23. In summary, the plaintiff’s claim for damages for malicious falsehood cannot succeed following the judgment of the Court of Appeal which prevents him from challenging the lawfulness of the maintenance and operation of the Register.

24. The implications of the barring of the claims for declarations on the plaintiff’s claims for damages were expressly noted by Peart J, as I have recorded. He said that the claim for damages is not free standing and is entirely dependent upon a finding that the maintenance and operation of the Register was unlawful. He further held that if the plaintiff fails to obtain the declarations sought in para.s 17 (a) – (e) of the Statement of Claim he cannot succeed in obtaining an award of damages. In the circumstances, the Court of Appeal has held that the effect of the order of Keane J, which the Court of Appeal affirmed, is that the plaintiff’s claims for damages also cannot succeed.

25. I entirely agree with the conclusions of Peart J. If the judgment does not constitute a determination to this effect which is binding upon me, for the reasons I have set out, I find that the claim for damages for malicious falsehood pursuant to s.42 of the Defamation Act is bound to fail.

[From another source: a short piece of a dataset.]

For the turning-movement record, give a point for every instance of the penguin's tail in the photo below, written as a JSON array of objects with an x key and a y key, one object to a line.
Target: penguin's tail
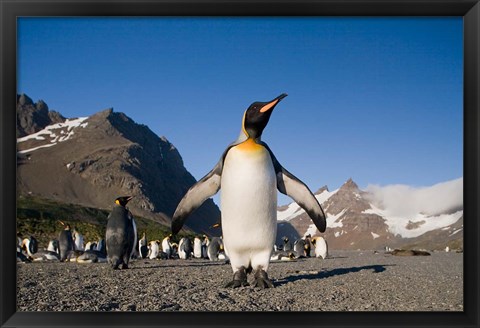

26. The jurisdiction to dismiss claims pursuant to the inherent jurisdiction of the court is well known and not in controversy. While being fully conscious of the fact that the jurisdiction should be exercised cautiously and sparingly, nevertheless it should be exercised in appropriate cases, as failure to do so amounts to an injustice to defendants. In this case, following the decision of the Court of Appeal it is very clear that the remaining claims are unsustainable and bound to fail. That being so the defendant is entitled to an order dismissing the balance of the proceedings pursuant to the inherent jurisdiction of the court.

Conclusion
27. The defendant is entitled to an order dismissing the plaintiff’s claim for the reliefs sought in para. 17 (a), (b), (c), (d) and (e) and 18(a) of the Statement of Claim on the grounds that, following the decision of the Court of Appeal of 13th December, 2017, the reliefs sought are unsustainable in law and are bound to fail. The defendant is also entitled to an order pursuant to the inherent jurisdiction of the court striking out the claim for reliefs sought at para.s 18 (b) and (c) of the Statement of Claim on the grounds that they are bound to fail.